他の子供達に風邪が移るといけない。よっていつものように、シンシアへのお見舞いに医務室へ訪れることは先生達から禁止されている。
しかし、ティモシーは今回も先生達の目を掻い潜り、医務室に向かうつもりだ。
昼食を終え、自由時間になった。
ティモシーは他の子供達や先生達の目を欺き、シンシアがいる医務室へ向かおうとした。
その時だ。
「ティモシー、君に来客だ」
ターラント孤児院の院長のスコット・ターラントに呼び止められた。いつになく真剣な声のスコットである。
「スコット院長……僕に……ですか?」
いきなりのことで怪訝そうな表情になるティモシー。
「ああ。応接室でお待ちだ。私も立ち会うが……くれぐれも失礼のないように頼む」
重々しい口調のスコット。
「……分かりました」
普通の来客でないこと、そして嫌な予感がしたが、ティモシーは頷くことしか出来なかった。
♚ ♕ ♛ ♔ ♚ ♕ ♛ ♔
応接室にいたのは、やたらと身なりの良い、アッシュブロンドの髪にエメラルドのような緑の目の男。誰が見ても一目でこの男が上流階級だと分かる。

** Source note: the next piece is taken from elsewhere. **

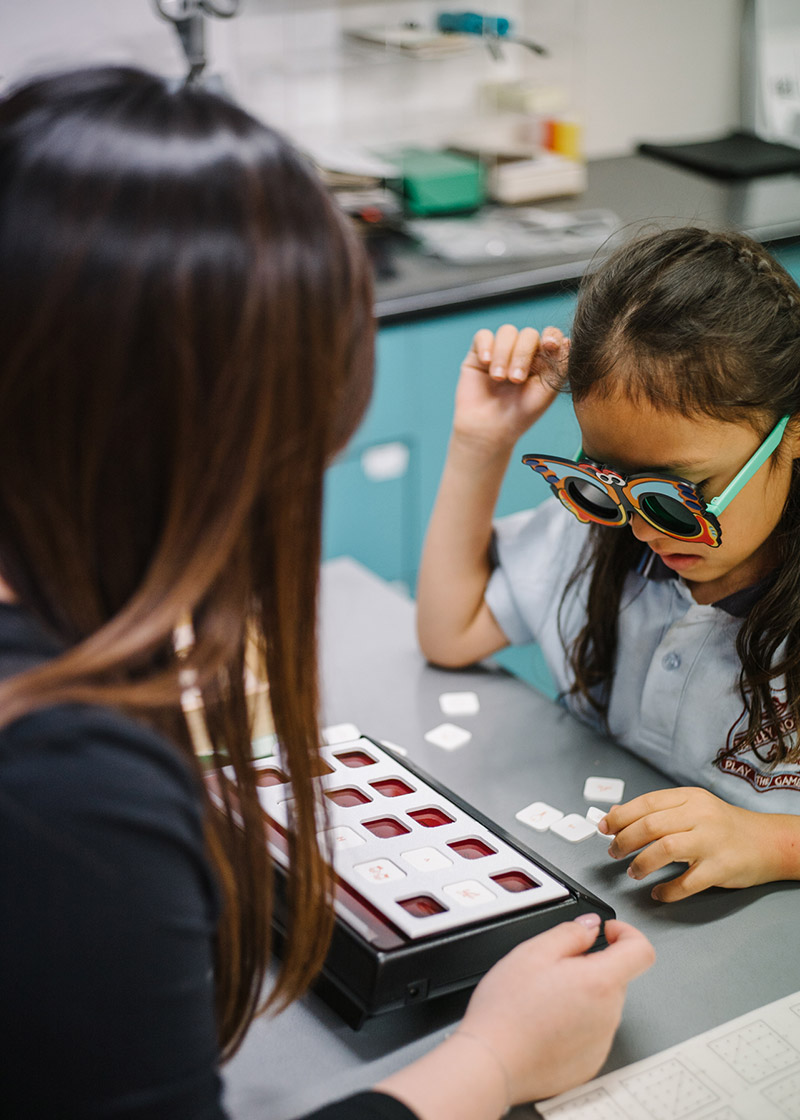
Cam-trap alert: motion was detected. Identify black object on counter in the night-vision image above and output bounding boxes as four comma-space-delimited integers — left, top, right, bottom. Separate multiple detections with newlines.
636, 132, 800, 179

「お待たせして申し訳ございません。ティモシーを連れて参りました」
緊張した面持ちのスコット。
ティモシーは目の前にいる上流階級の男を恐る恐るといった様子で見る。
男はエメラルドの目をスッと細め、冷たくティモシーを見下ろす。
「君がティモシーか」
値踏みをするような目でティモシーを見る男。
「……はい」
ティモシーは訝しむように頷く。
男は冷たいエメラルドの目で、ティモシーの顔をじっと観察する。
「……あの時見た通りだ。目の色は私と同じ。髪の色と顔のパーツは私が手を付けたあの女と似ているな」
満足げに口角を上げる男。しかし、エメラルドの目は冷たかった。
以前遊んでいたティモシー達を見ていたのはこの男だったのだ。
「私はドノヴァン・パーシヴァル・ションバーグ。ティモシー、君の父親だ。急遽君をションバーグ公爵家で引き取ることになった」
まるで決定事項のように言うドノヴァンと名乗った男。
ティモシーの頭の中は真っ白になった。
(僕の父親? 公爵家で引き取る?)
「何だ? 折角公爵家で引き取ってやると言っているのに、感謝の一つもないのか?」
ティモシーの反応に、眉を顰めるドノヴァン。
「申し訳ございません閣下! きっとティモシーは突然のことに驚いているだけでございますから!」
慌てて謝るのは院長であるスコット。
そこからはティモシーの意思とは関係なしに、ションバーグ公爵家に引き取られる手続きが始まった。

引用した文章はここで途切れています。